In der Hoffnung auf ein schnelles Ende des Konflikts im Ölförderland Libyen sanken am Montag die Ölpreise weiter. Libyen ist Mitglied der Organisation Erdöl exportierender Länder (OPEC) und musste die Ölförderung wegen des Bürgerkriegs in den vergangenen Monaten zeitweise einstellen.

Schüsse in der Hauptstadt

Die Aufständischen meldeten auf ihren Internetseiten, dass sie größere Teile von Tripolis unter ihre Kontrolle gebracht hätten. Kämpfe gebe es noch um das Gebäude des Staatsfernsehens. Der Mobilfunkanbieter Libyana sei von Rebellenkämpfern besetzt. Unterdessen berichteten Einwohner, dass in der Hauptstadt das Internet wieder funktioniere. Es gebe weiter Wasser und Strom.

Die Leibgarde von Gaddafi habe die Waffen gestreckt, berichteten Sprecher der Aufständischen im Sender Al-Dschasira. Anhänger Gaddafis kämpfen aber in mehreren Widerstandsnestern gegen die Aufständischen. Der arabische Nachrichtensender Al-Dschasira berichtete unter Berufung auf die Führung der Aufständischen, dass Panzer aus dem Hauptquartier Bab Al-Asisija in Tripolis vorstießen. Dabei feuerten sie auf Zivilisten.
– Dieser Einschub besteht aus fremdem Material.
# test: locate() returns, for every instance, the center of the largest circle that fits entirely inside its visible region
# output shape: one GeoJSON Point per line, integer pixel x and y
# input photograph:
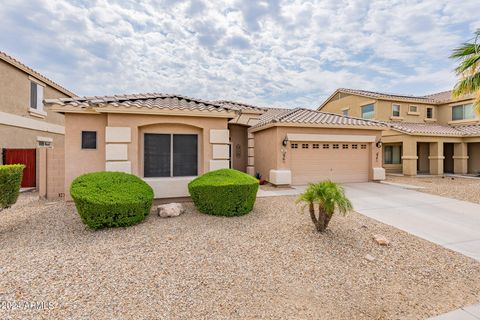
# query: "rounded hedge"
{"type": "Point", "coordinates": [224, 192]}
{"type": "Point", "coordinates": [111, 199]}
{"type": "Point", "coordinates": [10, 181]}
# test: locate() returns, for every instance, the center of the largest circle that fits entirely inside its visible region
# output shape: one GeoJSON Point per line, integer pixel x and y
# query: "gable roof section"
{"type": "Point", "coordinates": [136, 103]}
{"type": "Point", "coordinates": [436, 98]}
{"type": "Point", "coordinates": [239, 106]}
{"type": "Point", "coordinates": [308, 117]}
{"type": "Point", "coordinates": [434, 129]}
{"type": "Point", "coordinates": [14, 62]}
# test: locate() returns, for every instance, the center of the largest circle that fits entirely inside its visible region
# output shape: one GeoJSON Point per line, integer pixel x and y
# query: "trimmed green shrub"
{"type": "Point", "coordinates": [10, 181]}
{"type": "Point", "coordinates": [224, 192]}
{"type": "Point", "coordinates": [111, 199]}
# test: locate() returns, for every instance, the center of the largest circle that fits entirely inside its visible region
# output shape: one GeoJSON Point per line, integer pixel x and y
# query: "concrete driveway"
{"type": "Point", "coordinates": [451, 223]}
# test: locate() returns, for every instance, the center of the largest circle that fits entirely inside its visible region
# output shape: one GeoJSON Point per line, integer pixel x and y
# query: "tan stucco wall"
{"type": "Point", "coordinates": [80, 161]}
{"type": "Point", "coordinates": [474, 157]}
{"type": "Point", "coordinates": [15, 94]}
{"type": "Point", "coordinates": [239, 141]}
{"type": "Point", "coordinates": [268, 146]}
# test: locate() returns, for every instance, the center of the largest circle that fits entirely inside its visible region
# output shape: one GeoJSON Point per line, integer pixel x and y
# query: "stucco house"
{"type": "Point", "coordinates": [27, 129]}
{"type": "Point", "coordinates": [431, 134]}
{"type": "Point", "coordinates": [169, 139]}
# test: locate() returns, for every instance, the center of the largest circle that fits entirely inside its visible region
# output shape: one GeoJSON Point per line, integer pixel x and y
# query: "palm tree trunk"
{"type": "Point", "coordinates": [323, 220]}
{"type": "Point", "coordinates": [312, 214]}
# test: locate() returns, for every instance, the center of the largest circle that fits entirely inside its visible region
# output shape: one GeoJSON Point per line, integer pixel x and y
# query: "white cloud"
{"type": "Point", "coordinates": [290, 52]}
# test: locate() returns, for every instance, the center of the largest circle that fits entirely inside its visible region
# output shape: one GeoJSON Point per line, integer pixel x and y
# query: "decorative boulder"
{"type": "Point", "coordinates": [170, 210]}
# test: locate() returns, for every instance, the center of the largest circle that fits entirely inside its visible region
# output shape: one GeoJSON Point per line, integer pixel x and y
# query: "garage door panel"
{"type": "Point", "coordinates": [339, 165]}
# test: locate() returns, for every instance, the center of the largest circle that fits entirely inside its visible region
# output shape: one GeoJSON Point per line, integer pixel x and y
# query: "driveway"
{"type": "Point", "coordinates": [451, 223]}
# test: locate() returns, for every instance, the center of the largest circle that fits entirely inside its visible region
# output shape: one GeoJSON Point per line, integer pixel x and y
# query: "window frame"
{"type": "Point", "coordinates": [393, 109]}
{"type": "Point", "coordinates": [171, 155]}
{"type": "Point", "coordinates": [83, 145]}
{"type": "Point", "coordinates": [464, 108]}
{"type": "Point", "coordinates": [362, 112]}
{"type": "Point", "coordinates": [426, 113]}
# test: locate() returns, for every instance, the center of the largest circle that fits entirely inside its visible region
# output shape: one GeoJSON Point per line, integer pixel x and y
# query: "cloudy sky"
{"type": "Point", "coordinates": [286, 53]}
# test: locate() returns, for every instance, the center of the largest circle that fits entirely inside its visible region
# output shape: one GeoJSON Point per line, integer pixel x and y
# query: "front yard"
{"type": "Point", "coordinates": [267, 264]}
{"type": "Point", "coordinates": [467, 189]}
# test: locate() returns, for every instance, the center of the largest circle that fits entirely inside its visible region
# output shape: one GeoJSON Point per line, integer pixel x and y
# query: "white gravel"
{"type": "Point", "coordinates": [268, 264]}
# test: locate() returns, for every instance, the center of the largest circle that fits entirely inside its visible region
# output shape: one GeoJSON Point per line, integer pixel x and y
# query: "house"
{"type": "Point", "coordinates": [432, 134]}
{"type": "Point", "coordinates": [26, 128]}
{"type": "Point", "coordinates": [169, 139]}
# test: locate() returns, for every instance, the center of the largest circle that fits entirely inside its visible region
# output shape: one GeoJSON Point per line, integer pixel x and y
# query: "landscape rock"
{"type": "Point", "coordinates": [381, 240]}
{"type": "Point", "coordinates": [170, 210]}
{"type": "Point", "coordinates": [369, 257]}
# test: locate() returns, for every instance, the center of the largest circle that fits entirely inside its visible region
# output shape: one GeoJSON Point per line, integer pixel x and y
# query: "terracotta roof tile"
{"type": "Point", "coordinates": [144, 100]}
{"type": "Point", "coordinates": [434, 129]}
{"type": "Point", "coordinates": [14, 62]}
{"type": "Point", "coordinates": [309, 116]}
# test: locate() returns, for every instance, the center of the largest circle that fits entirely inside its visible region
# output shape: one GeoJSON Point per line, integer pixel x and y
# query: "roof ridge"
{"type": "Point", "coordinates": [18, 64]}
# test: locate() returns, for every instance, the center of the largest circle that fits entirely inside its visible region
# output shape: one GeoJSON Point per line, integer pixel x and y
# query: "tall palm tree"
{"type": "Point", "coordinates": [468, 69]}
{"type": "Point", "coordinates": [330, 197]}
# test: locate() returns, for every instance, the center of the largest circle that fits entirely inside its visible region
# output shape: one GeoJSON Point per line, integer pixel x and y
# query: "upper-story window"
{"type": "Point", "coordinates": [368, 111]}
{"type": "Point", "coordinates": [36, 96]}
{"type": "Point", "coordinates": [463, 112]}
{"type": "Point", "coordinates": [395, 110]}
{"type": "Point", "coordinates": [429, 113]}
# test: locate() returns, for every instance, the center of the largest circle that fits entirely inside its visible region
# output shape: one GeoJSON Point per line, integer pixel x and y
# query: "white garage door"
{"type": "Point", "coordinates": [339, 162]}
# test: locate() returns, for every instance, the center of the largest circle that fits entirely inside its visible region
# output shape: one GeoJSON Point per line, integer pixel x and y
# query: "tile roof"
{"type": "Point", "coordinates": [239, 106]}
{"type": "Point", "coordinates": [146, 100]}
{"type": "Point", "coordinates": [309, 116]}
{"type": "Point", "coordinates": [14, 62]}
{"type": "Point", "coordinates": [435, 98]}
{"type": "Point", "coordinates": [435, 129]}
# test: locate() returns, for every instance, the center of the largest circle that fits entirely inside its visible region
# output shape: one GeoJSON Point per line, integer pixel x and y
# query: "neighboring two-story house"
{"type": "Point", "coordinates": [432, 134]}
{"type": "Point", "coordinates": [25, 126]}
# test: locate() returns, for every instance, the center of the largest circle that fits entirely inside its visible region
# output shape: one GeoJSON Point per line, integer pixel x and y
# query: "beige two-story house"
{"type": "Point", "coordinates": [25, 126]}
{"type": "Point", "coordinates": [432, 134]}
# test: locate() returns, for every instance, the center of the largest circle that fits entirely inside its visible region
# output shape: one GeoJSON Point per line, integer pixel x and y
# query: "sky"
{"type": "Point", "coordinates": [268, 53]}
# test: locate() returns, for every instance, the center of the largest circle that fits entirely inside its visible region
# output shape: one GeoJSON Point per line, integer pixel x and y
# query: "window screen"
{"type": "Point", "coordinates": [89, 140]}
{"type": "Point", "coordinates": [157, 155]}
{"type": "Point", "coordinates": [33, 95]}
{"type": "Point", "coordinates": [185, 155]}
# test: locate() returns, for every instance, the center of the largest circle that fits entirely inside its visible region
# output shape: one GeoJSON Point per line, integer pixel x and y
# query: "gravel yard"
{"type": "Point", "coordinates": [268, 264]}
{"type": "Point", "coordinates": [466, 189]}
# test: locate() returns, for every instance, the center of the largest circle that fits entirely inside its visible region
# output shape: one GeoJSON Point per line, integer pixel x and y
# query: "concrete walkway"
{"type": "Point", "coordinates": [451, 223]}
Am frühen Montagmorgen brachten die Rebellen auch den Grünen Platz im Herzen von Tripolis unter ihre Kontrolle. Fernsehsender zeigten Hunderte von Menschen, die auf dem Platz in der Nähe des Anwesens von Gaddafi feierten und Freudenschüsse abgaben. In der Rebellenhochburg Bengasi und anderen Städten wurden in der Nacht Feuerwerkskörper gezündet und Freudenschüsse abgefeuert.

Barack Obama erfreut

US-Präsident Barack Obama sieht Libyen vor dem Wendepunkt. Tripolis entgleite dem "Griff eines Tyrannen", das Regime zeige Anzeichen des Zusammenbruchs, erklärte Obama am Sonntagabend (Ortszeit) nach einer Mitteilung des Weißen Hauses in Washington. Der sicherste Weg, um das Blutvergießen zu beenden, sei einfach: "Muammar al-Gaddafi und sein Regime müssen erkennen, dass ihre Herrschaft zu einem Ende gekommen ist." Aus den Szenen in Tripolis sei ersichtlich, "dass das Ende für Gaddafi nahe ist", heißt es in einer Erklärung des britischen Premiers David Cameron.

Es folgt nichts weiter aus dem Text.